A “trust” is a legal device to manage property. It is established by one person (the grantor) for the benefit of another (the beneficiary). A person who manages the trust is called the Trustee. As with a will, the person creating the trust must be mentally competent at the time of its creation. Trusts can be simple or complex and the reasons for creating trusts may vary. In general, you would use a trust so that certain of your assets could benefit a certain beneficiary without permitting that beneficiary total access to the assets. You may, for instance, establish a trust for a disabled child or adult, or for a minor child, relying on the Trustee to handle the money and make appropriate financial decisions regarding use of the trust funds. If created by an attorney experienced in the use of trusts, it can be an effective estate-planning device. Trusts are not for everyone, so you should consult an attorney to determine if they are appropriate for your situation.

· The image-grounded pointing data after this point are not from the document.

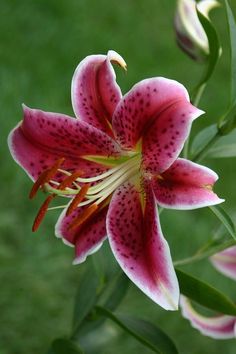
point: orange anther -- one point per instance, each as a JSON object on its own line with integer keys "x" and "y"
{"x": 85, "y": 214}
{"x": 69, "y": 180}
{"x": 78, "y": 199}
{"x": 45, "y": 177}
{"x": 41, "y": 213}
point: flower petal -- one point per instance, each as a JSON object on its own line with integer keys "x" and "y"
{"x": 87, "y": 238}
{"x": 42, "y": 138}
{"x": 94, "y": 91}
{"x": 186, "y": 185}
{"x": 225, "y": 262}
{"x": 142, "y": 105}
{"x": 165, "y": 138}
{"x": 139, "y": 246}
{"x": 219, "y": 327}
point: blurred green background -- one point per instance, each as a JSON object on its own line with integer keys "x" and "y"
{"x": 42, "y": 41}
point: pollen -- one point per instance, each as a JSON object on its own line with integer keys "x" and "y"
{"x": 78, "y": 199}
{"x": 45, "y": 177}
{"x": 41, "y": 213}
{"x": 85, "y": 214}
{"x": 69, "y": 180}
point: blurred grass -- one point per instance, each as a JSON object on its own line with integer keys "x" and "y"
{"x": 41, "y": 44}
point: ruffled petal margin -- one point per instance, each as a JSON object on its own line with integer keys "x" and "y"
{"x": 164, "y": 140}
{"x": 225, "y": 262}
{"x": 142, "y": 106}
{"x": 95, "y": 93}
{"x": 138, "y": 245}
{"x": 218, "y": 327}
{"x": 185, "y": 185}
{"x": 42, "y": 138}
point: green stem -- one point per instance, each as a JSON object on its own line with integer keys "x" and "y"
{"x": 201, "y": 154}
{"x": 200, "y": 255}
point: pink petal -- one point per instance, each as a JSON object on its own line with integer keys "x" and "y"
{"x": 139, "y": 246}
{"x": 165, "y": 139}
{"x": 225, "y": 262}
{"x": 35, "y": 149}
{"x": 142, "y": 105}
{"x": 94, "y": 91}
{"x": 219, "y": 327}
{"x": 186, "y": 185}
{"x": 87, "y": 238}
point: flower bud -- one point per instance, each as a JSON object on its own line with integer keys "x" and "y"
{"x": 190, "y": 34}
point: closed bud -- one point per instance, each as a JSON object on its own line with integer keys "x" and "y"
{"x": 190, "y": 34}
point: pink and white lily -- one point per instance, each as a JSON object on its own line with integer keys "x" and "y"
{"x": 221, "y": 326}
{"x": 115, "y": 162}
{"x": 190, "y": 34}
{"x": 217, "y": 327}
{"x": 225, "y": 262}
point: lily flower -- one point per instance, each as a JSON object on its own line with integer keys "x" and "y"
{"x": 114, "y": 163}
{"x": 217, "y": 327}
{"x": 221, "y": 326}
{"x": 190, "y": 34}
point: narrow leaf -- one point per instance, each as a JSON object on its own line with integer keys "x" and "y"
{"x": 232, "y": 36}
{"x": 214, "y": 53}
{"x": 204, "y": 294}
{"x": 224, "y": 218}
{"x": 222, "y": 151}
{"x": 211, "y": 248}
{"x": 64, "y": 346}
{"x": 144, "y": 331}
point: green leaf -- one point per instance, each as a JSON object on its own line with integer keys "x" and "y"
{"x": 204, "y": 294}
{"x": 212, "y": 247}
{"x": 64, "y": 346}
{"x": 87, "y": 294}
{"x": 225, "y": 219}
{"x": 144, "y": 331}
{"x": 214, "y": 53}
{"x": 232, "y": 36}
{"x": 202, "y": 138}
{"x": 114, "y": 291}
{"x": 222, "y": 151}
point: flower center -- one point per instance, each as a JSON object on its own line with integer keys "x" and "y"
{"x": 92, "y": 192}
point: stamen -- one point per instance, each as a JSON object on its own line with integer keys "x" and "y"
{"x": 78, "y": 199}
{"x": 69, "y": 180}
{"x": 41, "y": 213}
{"x": 45, "y": 177}
{"x": 85, "y": 214}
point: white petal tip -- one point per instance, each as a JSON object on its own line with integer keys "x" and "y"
{"x": 79, "y": 260}
{"x": 117, "y": 58}
{"x": 198, "y": 112}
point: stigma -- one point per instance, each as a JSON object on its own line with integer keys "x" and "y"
{"x": 92, "y": 193}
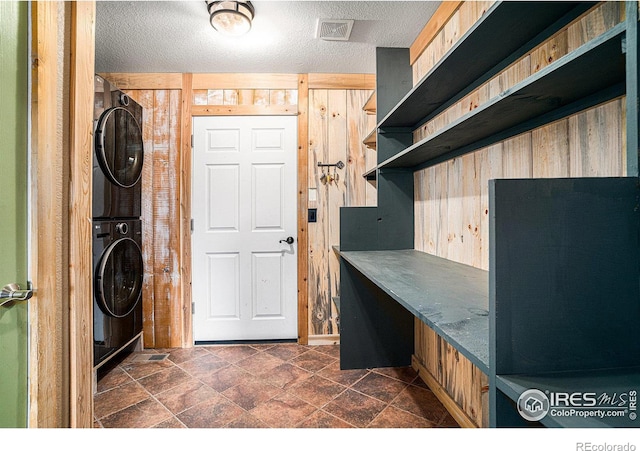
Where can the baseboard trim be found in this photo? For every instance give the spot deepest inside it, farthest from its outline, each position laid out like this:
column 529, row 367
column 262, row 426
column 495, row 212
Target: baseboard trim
column 318, row 340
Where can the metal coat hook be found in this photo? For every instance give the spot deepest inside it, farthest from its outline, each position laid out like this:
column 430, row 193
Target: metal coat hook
column 338, row 165
column 328, row 178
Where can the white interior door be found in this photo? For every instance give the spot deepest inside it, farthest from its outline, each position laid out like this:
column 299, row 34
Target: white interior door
column 244, row 205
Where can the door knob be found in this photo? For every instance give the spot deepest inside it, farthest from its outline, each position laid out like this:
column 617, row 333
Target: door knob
column 12, row 293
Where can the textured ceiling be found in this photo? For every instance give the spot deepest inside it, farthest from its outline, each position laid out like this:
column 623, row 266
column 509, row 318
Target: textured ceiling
column 175, row 36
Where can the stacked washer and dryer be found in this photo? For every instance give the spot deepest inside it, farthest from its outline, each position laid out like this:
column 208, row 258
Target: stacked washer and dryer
column 117, row 227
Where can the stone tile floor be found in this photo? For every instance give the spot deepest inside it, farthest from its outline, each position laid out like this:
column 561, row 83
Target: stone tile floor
column 282, row 385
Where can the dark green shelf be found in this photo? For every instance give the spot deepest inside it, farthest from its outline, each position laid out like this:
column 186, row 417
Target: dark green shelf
column 592, row 74
column 503, row 30
column 449, row 297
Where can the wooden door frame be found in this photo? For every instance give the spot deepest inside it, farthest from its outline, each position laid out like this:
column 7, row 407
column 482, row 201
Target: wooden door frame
column 60, row 314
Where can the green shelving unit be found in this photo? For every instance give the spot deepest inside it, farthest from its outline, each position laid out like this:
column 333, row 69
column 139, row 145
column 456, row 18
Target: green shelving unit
column 559, row 301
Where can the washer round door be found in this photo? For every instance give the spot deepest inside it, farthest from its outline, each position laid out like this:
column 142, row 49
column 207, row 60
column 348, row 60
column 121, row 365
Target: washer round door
column 119, row 147
column 118, row 280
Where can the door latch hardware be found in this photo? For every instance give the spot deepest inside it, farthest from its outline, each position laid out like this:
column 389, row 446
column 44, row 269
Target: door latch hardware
column 13, row 293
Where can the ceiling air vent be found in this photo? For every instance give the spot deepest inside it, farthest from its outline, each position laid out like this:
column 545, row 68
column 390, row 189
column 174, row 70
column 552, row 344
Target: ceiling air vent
column 334, row 29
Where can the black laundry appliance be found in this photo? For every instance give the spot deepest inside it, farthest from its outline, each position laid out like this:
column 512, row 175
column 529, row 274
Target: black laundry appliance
column 118, row 153
column 118, row 278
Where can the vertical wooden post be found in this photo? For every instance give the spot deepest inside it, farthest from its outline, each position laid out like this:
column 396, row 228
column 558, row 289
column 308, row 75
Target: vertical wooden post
column 303, row 238
column 185, row 209
column 47, row 405
column 80, row 257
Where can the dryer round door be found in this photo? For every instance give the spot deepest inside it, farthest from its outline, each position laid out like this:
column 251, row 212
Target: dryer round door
column 118, row 280
column 119, row 147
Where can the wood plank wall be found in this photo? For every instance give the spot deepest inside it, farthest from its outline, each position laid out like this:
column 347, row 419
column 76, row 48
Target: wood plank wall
column 161, row 232
column 337, row 127
column 451, row 198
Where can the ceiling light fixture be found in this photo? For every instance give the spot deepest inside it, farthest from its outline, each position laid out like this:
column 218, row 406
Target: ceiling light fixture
column 230, row 17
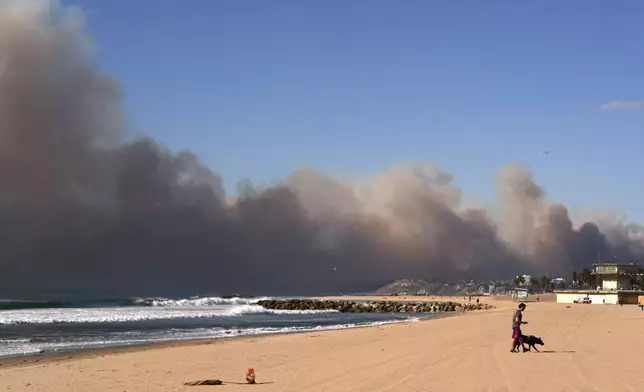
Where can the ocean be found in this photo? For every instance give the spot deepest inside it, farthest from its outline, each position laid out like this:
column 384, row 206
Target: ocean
column 48, row 327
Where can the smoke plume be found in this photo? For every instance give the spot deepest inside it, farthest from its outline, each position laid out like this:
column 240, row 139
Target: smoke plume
column 84, row 207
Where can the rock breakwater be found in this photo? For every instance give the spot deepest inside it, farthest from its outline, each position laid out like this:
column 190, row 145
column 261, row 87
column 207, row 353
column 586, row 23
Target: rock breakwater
column 370, row 306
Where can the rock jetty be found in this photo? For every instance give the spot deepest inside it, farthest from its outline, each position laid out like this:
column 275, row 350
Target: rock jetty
column 369, row 306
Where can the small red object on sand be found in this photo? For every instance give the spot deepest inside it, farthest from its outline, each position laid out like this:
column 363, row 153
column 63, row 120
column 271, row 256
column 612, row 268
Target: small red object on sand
column 250, row 376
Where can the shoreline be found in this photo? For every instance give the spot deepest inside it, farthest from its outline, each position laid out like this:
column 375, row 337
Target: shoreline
column 26, row 360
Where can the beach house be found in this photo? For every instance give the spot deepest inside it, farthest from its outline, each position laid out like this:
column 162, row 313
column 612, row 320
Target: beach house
column 611, row 283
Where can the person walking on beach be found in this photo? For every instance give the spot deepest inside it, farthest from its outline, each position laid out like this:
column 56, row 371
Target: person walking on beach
column 517, row 320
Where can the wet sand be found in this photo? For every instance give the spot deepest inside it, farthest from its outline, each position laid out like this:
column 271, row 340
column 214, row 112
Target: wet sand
column 588, row 348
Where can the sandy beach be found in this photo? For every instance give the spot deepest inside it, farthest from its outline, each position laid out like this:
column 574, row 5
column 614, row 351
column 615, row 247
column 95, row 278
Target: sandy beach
column 588, row 348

A “trustee” is the person who will manage the trust, so it’s important to name someone who is appropriate for the task. In other words, someone you can trust. A trustee should be honest and fair and able to communicate with the beneficiaries. They should be able to understand the needs of the beneficiaries, and have the time and willingness to serve. A trustee should be able to handle financial matters, and should be concerned only for the interests of the beneficiary, not themselves. Again, family members are often chosen, but friends, attorneys, accountants, and in some instances, banks or corporate trust companies, may serve as trustee.